I just finished reading the marvelous book, “Born on a Blue Day.” While I could easily write a very extended piece on the many ideas it suggests to me, I thought I would rather quote this passage, which is perhaps the most beautiful description I have ever read of the reasoning process that would usually lead to an explicit proof by induction:

One of the exercises in the book read like this: There are twenty-seven people in a room and each shakes hands with everyone else. How many handshakes are there all together?

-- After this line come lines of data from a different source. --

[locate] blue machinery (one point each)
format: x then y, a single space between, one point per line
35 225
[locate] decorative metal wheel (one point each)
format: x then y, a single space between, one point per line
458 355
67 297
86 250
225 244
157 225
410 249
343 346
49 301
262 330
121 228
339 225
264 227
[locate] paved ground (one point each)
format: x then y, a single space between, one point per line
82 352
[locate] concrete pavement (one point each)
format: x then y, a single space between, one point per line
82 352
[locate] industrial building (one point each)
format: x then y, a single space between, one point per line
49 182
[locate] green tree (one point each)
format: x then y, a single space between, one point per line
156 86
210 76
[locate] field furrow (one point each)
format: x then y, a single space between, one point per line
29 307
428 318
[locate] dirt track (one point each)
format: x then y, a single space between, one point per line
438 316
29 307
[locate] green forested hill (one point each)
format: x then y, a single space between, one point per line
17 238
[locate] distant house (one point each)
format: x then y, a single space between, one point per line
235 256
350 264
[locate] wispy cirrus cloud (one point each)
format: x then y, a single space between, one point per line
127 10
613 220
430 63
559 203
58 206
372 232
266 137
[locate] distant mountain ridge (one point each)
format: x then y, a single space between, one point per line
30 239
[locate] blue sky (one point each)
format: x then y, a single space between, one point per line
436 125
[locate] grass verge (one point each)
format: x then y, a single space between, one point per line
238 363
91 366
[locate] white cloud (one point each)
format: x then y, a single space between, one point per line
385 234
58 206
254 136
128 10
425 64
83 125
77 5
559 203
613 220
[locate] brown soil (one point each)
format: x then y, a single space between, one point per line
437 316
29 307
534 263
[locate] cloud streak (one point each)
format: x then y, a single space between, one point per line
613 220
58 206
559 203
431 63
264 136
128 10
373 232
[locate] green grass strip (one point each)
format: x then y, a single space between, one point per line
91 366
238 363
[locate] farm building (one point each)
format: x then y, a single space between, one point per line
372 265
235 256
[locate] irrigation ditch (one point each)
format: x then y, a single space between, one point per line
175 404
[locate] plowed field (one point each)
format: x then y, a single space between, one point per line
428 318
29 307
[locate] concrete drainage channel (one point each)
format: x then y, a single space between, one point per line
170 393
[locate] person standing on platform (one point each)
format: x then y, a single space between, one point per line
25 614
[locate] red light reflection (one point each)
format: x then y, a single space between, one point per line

When I read the exercise I closed my eyes and imagined two men inside a large bubble, then I imagined a half bubble stuck to the side of the larger bubble with a third person inside it. The pair in the large bubble shook hands with each other, then each with the third man in the half bubble. That meant three handshakes for three people. Then I imagined a second half bubble stuck to the other side of the larger bubble with a fourth person in it. Then the pair in the large bubble needed to shake hands with him too, and then the half-bubble men shake hands with each other. That would make six handshakes between four people. I continued in this way, imagining two more men in two other half bubbles until there were six in all and fifteen handshakes between them. The sequence of handshakes looked like this:

1, 3, 6, 10, 15…1

  1. Daniel Tammet : Born on a Blue Day : School Days

One response to “Born on a Blue Day and the Handshake Problem”

  1. R Q

    This demolishes Daniel’s whole argument that he just sees answers, he doesn’t have to work them out. Perhaps you will do well to read my detailed review of his book: OMISSIONS. He makes a number of mistakes in the book about me yet and claims to remember everything!